Recurve matches are decided using the set system. Archers shoot sets of three arrows and the archer with the highest score in the set receives two set points; both are awarded one set point if the set is tied. The first to six set points wins the match.

(Recurve team matches work in almost the same way. Teams shoot six arrows per set and mixed teams shoot four arrows per set. The first team or mixed team to five set points wins the match.)

Compound matches are decided using cumulative scoring. Archers shoot 15 arrows, split into five ends of three, and the archer with the highest total points score wins the match.

(Compound team matches work in almost the same way except teams shoot 24 arrows, split into four ends of six, and mixed teams shoot 16 arrows, split into four ends of four.)

The most exciting moment in archery is a tiebreak or single-arrow shoot-off. This occurs when two recurve archers are tied on five set points after five sets or when two compound archers are tied on total score after 15 arrows. Each archer shoots one arrow and the archer whose arrow lands closest to the middle of the target wins the match.

Draw, aim, shoot

Despite the significant distances involved, archery is a sport of exceptionally small margins.

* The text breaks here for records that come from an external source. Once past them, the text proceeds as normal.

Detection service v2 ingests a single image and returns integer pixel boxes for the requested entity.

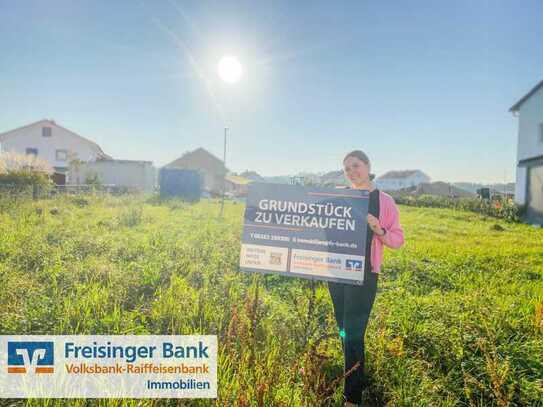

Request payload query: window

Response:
[56,150,68,161]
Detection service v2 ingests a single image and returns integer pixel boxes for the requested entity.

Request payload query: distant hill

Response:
[453,182,515,194]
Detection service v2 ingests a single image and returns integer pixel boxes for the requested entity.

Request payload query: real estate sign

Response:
[240,183,369,284]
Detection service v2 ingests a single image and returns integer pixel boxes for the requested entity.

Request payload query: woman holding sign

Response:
[328,150,404,406]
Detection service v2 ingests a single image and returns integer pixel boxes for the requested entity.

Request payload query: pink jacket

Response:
[370,191,404,273]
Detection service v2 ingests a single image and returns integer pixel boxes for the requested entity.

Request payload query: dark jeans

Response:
[328,271,378,404]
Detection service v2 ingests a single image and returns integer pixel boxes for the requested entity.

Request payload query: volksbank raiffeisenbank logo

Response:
[0,335,217,398]
[8,341,55,373]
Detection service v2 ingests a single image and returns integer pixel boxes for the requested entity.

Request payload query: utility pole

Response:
[219,127,228,218]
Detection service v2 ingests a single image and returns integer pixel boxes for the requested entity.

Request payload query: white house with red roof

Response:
[0,119,111,183]
[509,80,543,225]
[375,170,430,191]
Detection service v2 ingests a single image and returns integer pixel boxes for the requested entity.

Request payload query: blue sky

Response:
[0,0,543,182]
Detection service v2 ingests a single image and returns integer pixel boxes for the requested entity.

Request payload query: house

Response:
[509,80,543,225]
[375,170,430,191]
[165,148,228,195]
[239,170,266,182]
[68,158,156,193]
[398,181,477,198]
[320,170,351,188]
[0,120,111,184]
[224,174,252,197]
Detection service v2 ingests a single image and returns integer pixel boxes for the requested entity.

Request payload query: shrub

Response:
[394,194,522,222]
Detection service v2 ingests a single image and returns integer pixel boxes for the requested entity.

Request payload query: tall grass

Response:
[0,196,543,406]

The accuracy and consistency of athletes on the Hyundai Archery World Cup circuit can be quite mind-boggling. While an arrow might travel 70 metres downrange, flying in an arc that lifts it six metres above the ground, and be moved by gusts of wind, a millimetre on the target can make all the difference.

Much of archery is a mental game and the physical differences from each arrow to each arrow can be minuscule – although critical.

There are, however, some key visible indicators to watch out for. Rhythm is very important in the sport, so the length of time an archer spends aiming can reveal a lot about the pressure they’re feeling. The release is the most critical part of an archer’s process – so if it’s not calm and controlled, it’s likely something is wrong. An elite archer is so in-tune with their technique that, often, the reaction on their face at the moment the arrow leaves the bow says just as much as the points the arrow scores when it hits the target.

Archery boils down to draw, aim and shoot. Sounds easy, doesn’t it? It’s not.

The international season begins in April with the first stage of the Hyundai Archery World Cup in Antalya, Türkiye.